Another problem concerns inflation. Amazingly, US inflation is actually negative. The CPI index fell 0.4 per cent in April after a 0.2 per cent decline in March. In the short-run that is adding to consumer real income but it is worrying for the future if it hurts business confidence.
How can prices be falling when the Fed seems to be printing money like confetti? In fact, the broad money measure (which includes sophisticated money accounts as well as cash and bank reserves) has flat-lined dangerously, implying outright deflation is in the offing.
Here is one possible explanation: the cash being minted by the Fed is ending up largely back there in the form of bank reserves.
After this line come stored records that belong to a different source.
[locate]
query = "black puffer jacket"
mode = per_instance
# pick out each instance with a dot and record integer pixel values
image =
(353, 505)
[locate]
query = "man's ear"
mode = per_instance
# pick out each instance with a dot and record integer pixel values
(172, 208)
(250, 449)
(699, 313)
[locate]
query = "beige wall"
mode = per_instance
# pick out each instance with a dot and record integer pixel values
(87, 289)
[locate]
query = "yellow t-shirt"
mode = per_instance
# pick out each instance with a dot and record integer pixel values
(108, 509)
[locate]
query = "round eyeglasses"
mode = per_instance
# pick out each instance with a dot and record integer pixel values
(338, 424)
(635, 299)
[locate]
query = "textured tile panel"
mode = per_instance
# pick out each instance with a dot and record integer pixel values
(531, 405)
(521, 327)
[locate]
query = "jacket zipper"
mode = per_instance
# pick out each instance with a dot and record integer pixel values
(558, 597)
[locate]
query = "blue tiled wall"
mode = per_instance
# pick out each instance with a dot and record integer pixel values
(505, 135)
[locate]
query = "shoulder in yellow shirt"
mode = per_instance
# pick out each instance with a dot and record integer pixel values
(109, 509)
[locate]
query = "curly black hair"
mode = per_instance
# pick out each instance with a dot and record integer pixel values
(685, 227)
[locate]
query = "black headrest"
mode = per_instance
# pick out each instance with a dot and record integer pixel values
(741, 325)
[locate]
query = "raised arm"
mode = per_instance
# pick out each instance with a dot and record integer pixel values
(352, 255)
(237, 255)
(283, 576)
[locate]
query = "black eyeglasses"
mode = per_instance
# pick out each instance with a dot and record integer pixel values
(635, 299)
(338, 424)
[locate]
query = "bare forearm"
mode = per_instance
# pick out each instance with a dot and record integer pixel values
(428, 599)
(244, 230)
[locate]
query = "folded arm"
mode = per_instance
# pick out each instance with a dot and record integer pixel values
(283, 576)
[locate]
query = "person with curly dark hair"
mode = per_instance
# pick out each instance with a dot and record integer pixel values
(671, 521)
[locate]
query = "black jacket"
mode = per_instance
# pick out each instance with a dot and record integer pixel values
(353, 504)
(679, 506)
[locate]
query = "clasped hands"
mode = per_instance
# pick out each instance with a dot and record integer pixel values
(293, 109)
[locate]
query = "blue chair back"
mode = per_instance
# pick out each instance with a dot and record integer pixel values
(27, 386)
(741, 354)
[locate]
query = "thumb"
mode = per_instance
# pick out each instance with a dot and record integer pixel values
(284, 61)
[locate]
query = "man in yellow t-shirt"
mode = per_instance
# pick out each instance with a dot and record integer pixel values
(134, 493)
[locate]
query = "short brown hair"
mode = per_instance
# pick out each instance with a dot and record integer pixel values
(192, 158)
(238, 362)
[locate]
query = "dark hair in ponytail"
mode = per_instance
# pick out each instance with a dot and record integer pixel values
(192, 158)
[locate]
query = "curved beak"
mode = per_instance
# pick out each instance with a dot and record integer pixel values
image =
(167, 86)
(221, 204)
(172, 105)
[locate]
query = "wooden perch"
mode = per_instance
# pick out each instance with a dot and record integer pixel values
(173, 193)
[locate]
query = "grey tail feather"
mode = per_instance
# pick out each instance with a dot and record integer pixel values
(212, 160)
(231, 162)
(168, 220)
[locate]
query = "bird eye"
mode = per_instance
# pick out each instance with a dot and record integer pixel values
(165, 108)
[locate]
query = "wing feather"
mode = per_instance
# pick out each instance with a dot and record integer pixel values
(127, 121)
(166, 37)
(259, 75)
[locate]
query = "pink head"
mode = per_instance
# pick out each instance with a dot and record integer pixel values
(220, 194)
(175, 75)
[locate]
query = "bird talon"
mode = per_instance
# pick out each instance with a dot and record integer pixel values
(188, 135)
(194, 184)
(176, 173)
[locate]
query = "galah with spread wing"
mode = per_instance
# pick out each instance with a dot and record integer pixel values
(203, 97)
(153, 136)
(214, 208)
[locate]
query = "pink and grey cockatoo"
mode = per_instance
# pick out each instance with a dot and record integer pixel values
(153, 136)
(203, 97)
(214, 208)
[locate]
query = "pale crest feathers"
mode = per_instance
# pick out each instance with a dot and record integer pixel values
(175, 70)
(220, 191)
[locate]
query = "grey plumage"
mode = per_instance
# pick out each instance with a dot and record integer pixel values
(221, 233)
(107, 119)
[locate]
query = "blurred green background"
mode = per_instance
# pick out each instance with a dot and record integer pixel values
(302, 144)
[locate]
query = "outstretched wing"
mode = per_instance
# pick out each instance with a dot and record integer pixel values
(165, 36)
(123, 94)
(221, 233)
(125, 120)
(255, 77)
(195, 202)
So where is the money coming from to fund the stock market boom? Answer: from existing money market funds. However, the latter are counted as part of the broad money supply. The amount of cash in US dollar money market funds has dropped sharply since the beginning of the year as the cash was used to buy equities, funding the stock market surge. Thus broad money drops.
So what? There are two things two worry about here. First, with most of the cash previously in money market funds now gone, the fuel to keep the US stock market surging has gone. Second, unless US banks use their bloated reserves to fund an expansion of lending, there is a potential shortage of liquidity in the American economy.
All of which means that the real problem stacking up for the Obama White House is not its spat with the Republicans but the long-term health of the economy. On the other hand, just when he needs his wits about him, President Obama could find himself distracted by domestic political scandals of his own making.